The new Bill seeks to amend Section 22 of the Elections Act, 2011 that made a university degree mandatory for those seeking to run for MP and MCA positions.

Murkomen’s Bill lists the ability to read and write as the only requirement.

The vote by the House comes even as the Independent Electoral and Boundaries Commission (IEBC) recently insisted that MP aspirants must meet the degree requirement.

MCA aspirants have since escaped the requirement after the High Court in a judgement declared section 22 of the Elections Act unconstitutional.

"Unless declared unconstitutional by the Court, the degree requirement for Members of Parliament is in force and is trite law," said IEBC chief executive Marjan Hussein.

Murkomen yesterday commended senators for backing the Bill while citing the 2109 Census that placed Kenyans with a university degree at only 3.5 per cent.

“Kenya Census 2019 showed that only 3.5 per cent of Kenya’s population are university graduates. I want to thank my colleagues in the Senate for approving my Elections (Amendment) Bill and giving a chance to millions of Kenyans to enjoy their political rights under Art.38 of our Constitution,” he said.

The senator argued that making academic papers a requirement for elective positions would lock out many people with leadership attributes.
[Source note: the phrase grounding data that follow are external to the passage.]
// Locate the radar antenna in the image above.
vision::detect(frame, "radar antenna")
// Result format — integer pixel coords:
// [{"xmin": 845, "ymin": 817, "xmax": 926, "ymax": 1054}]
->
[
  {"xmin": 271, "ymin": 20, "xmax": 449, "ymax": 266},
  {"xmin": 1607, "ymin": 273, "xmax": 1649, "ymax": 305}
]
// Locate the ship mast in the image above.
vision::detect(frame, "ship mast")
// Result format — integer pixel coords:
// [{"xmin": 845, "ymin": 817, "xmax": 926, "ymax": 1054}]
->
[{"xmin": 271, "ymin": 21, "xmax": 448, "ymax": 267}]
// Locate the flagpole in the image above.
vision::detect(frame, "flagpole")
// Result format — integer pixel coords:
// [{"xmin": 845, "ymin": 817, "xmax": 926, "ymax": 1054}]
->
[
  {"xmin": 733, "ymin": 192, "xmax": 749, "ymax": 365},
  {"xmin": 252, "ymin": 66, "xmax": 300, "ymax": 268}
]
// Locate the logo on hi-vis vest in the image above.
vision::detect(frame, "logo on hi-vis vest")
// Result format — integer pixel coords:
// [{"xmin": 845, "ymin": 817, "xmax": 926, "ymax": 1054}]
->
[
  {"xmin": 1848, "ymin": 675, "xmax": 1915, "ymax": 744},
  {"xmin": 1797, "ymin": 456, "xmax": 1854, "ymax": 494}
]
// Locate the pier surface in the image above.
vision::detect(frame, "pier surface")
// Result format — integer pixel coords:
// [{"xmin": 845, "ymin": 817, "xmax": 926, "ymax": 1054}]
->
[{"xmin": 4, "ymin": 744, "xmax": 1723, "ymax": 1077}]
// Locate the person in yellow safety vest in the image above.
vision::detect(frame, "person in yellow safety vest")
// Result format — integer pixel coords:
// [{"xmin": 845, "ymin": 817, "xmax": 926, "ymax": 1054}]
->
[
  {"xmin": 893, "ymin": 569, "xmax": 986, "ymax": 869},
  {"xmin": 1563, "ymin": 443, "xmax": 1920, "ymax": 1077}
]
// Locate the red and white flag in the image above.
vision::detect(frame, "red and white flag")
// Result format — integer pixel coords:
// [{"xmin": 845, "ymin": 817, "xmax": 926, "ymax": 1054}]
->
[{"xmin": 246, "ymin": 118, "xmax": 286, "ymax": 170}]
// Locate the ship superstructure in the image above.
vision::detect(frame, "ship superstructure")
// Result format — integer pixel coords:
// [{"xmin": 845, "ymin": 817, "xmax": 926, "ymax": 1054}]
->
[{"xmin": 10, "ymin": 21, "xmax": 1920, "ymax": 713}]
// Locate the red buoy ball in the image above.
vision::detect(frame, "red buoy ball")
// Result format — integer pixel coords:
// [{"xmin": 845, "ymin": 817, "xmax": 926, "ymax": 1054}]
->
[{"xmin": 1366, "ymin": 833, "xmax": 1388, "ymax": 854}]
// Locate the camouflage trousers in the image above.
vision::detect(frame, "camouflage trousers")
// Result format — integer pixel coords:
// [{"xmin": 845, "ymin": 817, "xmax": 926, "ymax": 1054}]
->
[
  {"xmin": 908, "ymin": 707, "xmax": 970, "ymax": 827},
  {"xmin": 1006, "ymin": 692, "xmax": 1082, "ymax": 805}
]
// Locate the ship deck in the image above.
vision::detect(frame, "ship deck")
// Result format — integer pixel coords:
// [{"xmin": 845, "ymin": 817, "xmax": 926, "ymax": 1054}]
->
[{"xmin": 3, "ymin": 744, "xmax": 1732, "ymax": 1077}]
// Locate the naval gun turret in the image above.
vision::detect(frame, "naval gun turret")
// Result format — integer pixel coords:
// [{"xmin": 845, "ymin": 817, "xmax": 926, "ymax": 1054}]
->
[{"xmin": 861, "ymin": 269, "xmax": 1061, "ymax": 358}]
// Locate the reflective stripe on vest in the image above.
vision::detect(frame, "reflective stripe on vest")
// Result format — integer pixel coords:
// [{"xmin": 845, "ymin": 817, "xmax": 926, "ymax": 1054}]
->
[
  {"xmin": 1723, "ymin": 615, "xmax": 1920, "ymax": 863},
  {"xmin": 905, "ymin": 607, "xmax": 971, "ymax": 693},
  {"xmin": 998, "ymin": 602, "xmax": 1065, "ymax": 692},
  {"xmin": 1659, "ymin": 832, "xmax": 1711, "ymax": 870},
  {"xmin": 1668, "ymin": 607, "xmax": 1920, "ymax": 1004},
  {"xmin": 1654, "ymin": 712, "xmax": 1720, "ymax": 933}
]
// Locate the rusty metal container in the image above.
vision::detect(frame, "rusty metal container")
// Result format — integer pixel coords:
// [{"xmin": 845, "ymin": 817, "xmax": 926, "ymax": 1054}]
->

“The purpose of this Bill is to amend the Elections Act, No 24 of 2011, to enable a person who is able to read and write to be nominated as a candidate for elections as a Member of Parliament,” states the Bill.

“Section 22 of the Elections Act is amended in subsection (1) by deleting paragraph (b) and substituting therefore the following new paragraph – (b) is able to read and write in the English or Kiswahili language or, in the case of a person who is deaf or hard of hearing, is literate in the Kenya sign language,” it states.

He says Article 38(3) of the Constitution provides that – every adult citizen has the right, without unreasonable restrictions – to be a registered voter, to vote by secret ballot in any election or referendum and be a candidate for public office within a political party of which the citizen is a member and elected, to hold office.

Currently, the Elections Act only makes it mandatory for the presidential aspirant and running mate as well as governors and their running mates to be degree holders.

The law was passed by Parliament in the run up to 2017 polls but the MPs suspended its implementation to next year’s poll.